I'm trying to use dills' dill.detect.trace(True)
functionality - which prints a trace during pickling - to find out why my unpickling process is so slow. I haven't found a way to output the trace for unpickling, but I am assuming this is more or less the 1-to-1 reverse process of pickling, and that inspecting the pickling trace should thus reveal bottlenecks which also hold for unpickling.
I don't know how to interpret its output, however. For example:
T4: <class 'foo_package.base.model.BarModel'>
# T4
D2: <dict object at 0x7f7de3832800>
T4: <class 'pathlib.PosixPath'>
# T4
T4: <class 'foo_package.some_module.Bar'>
# T4
D2: <dict object at 0x7f7d206273c0>
T4: <class 'some_package.some_module.Bar.options.SessionOptions'>
# T4
D2: <dict object at 0x7f7d20384040>
T4: <enum 'ModelType'>
# T4
T4: <enum 'SomeOtherEnum'>
# T4
# D2
D2: <dict object at 0x7f7d206b9ac0>
# D2
T4: <class 'some_package.some_other_module.XyzzyObject'>
# T4
D2: <dict object at 0x7f7d206cb100>
###... and so on...
How should one interpret D2
and T4
? And what do the #
prefixes mean? Can hints be found on the existence of cyclical references/deeply nested structures which increase (de)serialization time?
Dills documentation on the trace
function merely states:
trace(boolean)
print a trace through the stack when pickling; useful for debugging
Further context: (lowering risk of XY problem)
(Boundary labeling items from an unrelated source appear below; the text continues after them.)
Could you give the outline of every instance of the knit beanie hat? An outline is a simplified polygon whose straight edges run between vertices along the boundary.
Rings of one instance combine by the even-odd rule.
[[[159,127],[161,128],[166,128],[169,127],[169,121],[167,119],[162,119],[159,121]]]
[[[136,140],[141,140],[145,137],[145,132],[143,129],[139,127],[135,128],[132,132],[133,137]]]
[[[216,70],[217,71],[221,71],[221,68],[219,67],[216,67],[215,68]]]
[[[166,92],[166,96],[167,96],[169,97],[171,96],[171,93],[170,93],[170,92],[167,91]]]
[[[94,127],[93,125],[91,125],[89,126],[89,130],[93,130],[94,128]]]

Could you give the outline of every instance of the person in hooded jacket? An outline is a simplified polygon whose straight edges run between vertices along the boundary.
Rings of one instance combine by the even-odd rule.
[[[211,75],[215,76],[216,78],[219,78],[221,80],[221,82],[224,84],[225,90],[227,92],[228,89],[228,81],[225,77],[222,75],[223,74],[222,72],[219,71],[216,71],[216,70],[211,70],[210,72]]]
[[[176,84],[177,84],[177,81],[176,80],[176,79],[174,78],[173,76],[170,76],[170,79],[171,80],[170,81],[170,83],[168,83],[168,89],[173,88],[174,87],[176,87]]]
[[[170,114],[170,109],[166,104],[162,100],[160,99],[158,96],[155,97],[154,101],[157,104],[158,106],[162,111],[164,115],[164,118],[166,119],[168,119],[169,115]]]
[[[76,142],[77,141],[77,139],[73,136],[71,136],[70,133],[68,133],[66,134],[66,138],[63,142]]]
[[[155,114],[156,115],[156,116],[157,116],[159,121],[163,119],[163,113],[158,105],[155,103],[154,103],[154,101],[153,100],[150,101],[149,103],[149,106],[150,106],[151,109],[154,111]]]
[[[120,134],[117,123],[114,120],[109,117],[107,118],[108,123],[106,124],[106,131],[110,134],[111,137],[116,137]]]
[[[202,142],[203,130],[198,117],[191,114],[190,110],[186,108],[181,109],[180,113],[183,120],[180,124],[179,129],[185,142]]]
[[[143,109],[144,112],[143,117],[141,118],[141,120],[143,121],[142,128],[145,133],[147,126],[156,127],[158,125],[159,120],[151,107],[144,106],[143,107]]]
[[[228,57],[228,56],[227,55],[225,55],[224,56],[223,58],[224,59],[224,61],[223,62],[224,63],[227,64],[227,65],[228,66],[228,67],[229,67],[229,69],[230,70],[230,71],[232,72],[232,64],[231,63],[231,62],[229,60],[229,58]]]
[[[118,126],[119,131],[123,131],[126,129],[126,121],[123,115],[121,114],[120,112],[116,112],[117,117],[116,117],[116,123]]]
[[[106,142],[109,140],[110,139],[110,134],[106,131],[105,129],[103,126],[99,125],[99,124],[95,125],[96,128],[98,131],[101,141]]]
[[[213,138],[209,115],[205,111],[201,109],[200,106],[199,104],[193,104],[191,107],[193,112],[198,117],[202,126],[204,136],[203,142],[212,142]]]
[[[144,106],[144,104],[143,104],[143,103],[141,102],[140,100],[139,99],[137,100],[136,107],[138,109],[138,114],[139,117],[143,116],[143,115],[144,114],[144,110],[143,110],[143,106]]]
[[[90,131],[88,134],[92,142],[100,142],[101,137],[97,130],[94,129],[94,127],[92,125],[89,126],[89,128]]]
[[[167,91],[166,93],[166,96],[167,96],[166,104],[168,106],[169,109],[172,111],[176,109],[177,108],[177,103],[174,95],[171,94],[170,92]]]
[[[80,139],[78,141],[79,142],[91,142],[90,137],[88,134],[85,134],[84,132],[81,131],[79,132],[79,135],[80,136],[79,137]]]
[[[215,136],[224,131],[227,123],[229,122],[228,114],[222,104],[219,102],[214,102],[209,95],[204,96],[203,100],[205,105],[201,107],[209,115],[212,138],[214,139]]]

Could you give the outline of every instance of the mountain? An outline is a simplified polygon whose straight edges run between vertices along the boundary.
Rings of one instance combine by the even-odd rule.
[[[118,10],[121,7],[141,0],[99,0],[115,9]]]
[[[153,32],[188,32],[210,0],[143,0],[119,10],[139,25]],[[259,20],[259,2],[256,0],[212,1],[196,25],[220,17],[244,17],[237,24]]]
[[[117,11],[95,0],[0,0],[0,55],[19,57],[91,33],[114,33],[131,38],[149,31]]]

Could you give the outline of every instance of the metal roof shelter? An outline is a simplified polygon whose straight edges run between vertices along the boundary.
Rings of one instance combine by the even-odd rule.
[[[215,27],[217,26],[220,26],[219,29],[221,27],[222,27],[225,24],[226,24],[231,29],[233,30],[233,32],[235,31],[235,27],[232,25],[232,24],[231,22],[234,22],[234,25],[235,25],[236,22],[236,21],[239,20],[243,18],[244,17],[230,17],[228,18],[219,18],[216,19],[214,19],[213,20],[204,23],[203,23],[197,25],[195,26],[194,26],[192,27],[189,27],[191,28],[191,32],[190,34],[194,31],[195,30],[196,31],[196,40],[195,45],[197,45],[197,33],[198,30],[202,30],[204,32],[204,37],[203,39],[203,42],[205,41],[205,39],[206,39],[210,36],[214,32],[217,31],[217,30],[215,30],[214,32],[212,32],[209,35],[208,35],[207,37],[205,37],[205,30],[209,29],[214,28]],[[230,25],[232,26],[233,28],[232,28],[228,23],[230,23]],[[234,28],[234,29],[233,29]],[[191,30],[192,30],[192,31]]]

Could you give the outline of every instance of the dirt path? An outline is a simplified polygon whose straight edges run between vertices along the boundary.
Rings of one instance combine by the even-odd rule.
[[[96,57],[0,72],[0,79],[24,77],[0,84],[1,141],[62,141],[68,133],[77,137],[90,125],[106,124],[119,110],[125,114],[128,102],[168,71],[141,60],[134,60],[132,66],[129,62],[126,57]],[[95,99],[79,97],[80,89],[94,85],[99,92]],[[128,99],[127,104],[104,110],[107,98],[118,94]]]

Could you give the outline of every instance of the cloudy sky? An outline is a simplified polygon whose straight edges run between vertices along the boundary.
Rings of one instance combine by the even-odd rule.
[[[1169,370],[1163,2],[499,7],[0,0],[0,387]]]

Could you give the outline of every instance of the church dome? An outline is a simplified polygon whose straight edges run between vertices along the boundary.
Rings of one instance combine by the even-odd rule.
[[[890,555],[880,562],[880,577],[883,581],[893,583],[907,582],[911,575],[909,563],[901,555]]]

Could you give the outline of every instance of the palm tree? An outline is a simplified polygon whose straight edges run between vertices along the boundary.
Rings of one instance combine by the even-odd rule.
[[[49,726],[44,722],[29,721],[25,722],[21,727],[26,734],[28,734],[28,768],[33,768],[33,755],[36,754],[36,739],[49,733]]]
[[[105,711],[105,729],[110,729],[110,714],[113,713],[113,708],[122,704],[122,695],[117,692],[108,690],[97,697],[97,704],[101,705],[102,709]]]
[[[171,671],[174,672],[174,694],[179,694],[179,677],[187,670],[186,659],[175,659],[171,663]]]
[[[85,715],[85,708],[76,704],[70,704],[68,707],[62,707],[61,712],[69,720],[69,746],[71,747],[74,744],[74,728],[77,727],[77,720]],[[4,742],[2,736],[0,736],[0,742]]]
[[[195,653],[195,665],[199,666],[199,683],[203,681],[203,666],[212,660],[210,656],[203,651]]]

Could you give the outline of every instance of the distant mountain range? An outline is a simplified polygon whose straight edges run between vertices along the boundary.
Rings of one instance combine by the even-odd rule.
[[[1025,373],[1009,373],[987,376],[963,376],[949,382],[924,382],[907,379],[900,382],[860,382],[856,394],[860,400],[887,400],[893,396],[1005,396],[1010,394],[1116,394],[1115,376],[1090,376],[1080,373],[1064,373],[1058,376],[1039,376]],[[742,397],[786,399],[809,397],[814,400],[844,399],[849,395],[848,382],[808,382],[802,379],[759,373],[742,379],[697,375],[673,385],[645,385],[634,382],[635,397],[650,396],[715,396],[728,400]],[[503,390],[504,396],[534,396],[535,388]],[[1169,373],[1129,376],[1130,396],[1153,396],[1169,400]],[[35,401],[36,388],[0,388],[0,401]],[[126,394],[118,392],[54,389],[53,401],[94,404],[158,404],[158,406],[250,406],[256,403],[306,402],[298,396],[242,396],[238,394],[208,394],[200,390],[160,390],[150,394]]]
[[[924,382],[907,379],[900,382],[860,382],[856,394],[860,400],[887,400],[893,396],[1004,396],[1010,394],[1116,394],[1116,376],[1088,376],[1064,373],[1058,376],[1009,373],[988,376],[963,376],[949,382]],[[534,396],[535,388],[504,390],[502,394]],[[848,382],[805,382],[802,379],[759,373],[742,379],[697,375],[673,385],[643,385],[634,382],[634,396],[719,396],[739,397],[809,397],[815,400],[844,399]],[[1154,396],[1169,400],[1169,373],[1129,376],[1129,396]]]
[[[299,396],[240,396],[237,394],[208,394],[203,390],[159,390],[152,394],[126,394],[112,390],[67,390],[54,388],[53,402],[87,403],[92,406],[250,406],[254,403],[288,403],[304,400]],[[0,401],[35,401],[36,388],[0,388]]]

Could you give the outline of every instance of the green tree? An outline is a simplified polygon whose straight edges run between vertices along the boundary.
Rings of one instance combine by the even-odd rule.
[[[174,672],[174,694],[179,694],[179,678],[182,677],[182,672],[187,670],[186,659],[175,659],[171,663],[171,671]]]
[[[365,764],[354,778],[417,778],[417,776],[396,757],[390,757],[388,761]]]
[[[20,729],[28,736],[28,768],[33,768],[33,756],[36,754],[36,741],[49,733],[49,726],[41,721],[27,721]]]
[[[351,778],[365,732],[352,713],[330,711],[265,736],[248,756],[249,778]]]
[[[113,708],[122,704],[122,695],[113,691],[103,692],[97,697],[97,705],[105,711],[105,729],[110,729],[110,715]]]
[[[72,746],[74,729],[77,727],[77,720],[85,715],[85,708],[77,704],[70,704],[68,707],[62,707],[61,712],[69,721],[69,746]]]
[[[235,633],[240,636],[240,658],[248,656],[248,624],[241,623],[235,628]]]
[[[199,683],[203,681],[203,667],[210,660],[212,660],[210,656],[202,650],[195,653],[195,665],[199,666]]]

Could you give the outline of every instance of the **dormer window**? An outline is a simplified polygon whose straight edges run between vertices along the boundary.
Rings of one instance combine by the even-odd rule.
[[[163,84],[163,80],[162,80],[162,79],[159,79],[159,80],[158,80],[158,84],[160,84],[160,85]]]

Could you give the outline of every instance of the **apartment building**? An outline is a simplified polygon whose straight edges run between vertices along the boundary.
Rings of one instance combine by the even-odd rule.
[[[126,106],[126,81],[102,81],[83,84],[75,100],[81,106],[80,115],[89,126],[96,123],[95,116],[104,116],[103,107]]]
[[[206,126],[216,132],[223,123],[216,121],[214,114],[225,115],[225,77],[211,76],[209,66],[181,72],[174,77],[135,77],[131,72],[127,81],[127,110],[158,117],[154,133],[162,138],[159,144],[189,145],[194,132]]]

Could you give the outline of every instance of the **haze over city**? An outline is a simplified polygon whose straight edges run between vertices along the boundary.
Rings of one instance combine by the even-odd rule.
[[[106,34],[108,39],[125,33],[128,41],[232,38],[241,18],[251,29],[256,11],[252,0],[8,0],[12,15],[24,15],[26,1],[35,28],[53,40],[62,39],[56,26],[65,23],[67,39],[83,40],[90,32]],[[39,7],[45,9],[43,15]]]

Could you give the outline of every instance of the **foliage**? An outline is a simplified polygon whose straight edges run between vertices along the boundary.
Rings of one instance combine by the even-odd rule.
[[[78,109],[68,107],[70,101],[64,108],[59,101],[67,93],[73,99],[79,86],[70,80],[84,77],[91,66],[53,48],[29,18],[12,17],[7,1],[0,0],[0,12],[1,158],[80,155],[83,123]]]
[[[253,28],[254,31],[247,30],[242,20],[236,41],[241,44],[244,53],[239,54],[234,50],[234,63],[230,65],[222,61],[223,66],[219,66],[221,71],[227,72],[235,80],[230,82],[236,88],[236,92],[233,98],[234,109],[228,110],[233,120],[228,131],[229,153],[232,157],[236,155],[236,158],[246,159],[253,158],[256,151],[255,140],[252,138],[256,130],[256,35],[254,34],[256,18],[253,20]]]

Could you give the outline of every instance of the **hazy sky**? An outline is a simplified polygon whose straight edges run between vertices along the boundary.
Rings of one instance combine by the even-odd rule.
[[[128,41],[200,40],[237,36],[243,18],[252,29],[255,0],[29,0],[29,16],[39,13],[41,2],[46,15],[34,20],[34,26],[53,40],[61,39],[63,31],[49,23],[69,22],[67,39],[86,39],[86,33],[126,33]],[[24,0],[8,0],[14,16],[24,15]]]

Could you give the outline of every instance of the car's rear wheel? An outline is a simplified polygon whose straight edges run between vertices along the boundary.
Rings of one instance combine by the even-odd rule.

I'm using dill to store a partial state of a python program's instances in order to save an analytical model.
(Un)pickling has become very slow over time, and I'm trying to identify the cause.
I have already delegated storage of objects with dedicated serialization methods (e.g. numpy/pyarrow/pandas objects) to other serialization methods using __getstate__
and __setstate__
for objects containing significant amounts of data. This helped a little, but it still takes 1 to 2 minutes to deserialize, which slows down the debugging process quite a lot.
I'm the dill author. This is copied from the README on GitHub and PyPI...
To aid in debugging pickling issues, use dill.detect which provides tools like pickle tracing::
>>> import dill.detect
>>> dill.detect.trace(True)
>>> f = dumps(squared)
F1: <function <lambda> at 0x108899e18>
F2: <function _create_function at 0x108db7488>
# F2
Co: <code object <lambda> at 0x10866a270, file "<stdin>", line 1>
F2: <function _create_code at 0x108db7510>
# F2
# Co
D1: <dict object at 0x10862b3f0>
# D1
D2: <dict object at 0x108e42ee8>
# D2
# F1
>>> dill.detect.trace(False)
With trace, we see how dill
stored the lambda (F1
) by first storing
_create_function
, the underlying code object (Co
) and _create_code
(which is used to handle code objects), then we handle the reference to
the global dict (D2
). A #
marks when the object is actually stored.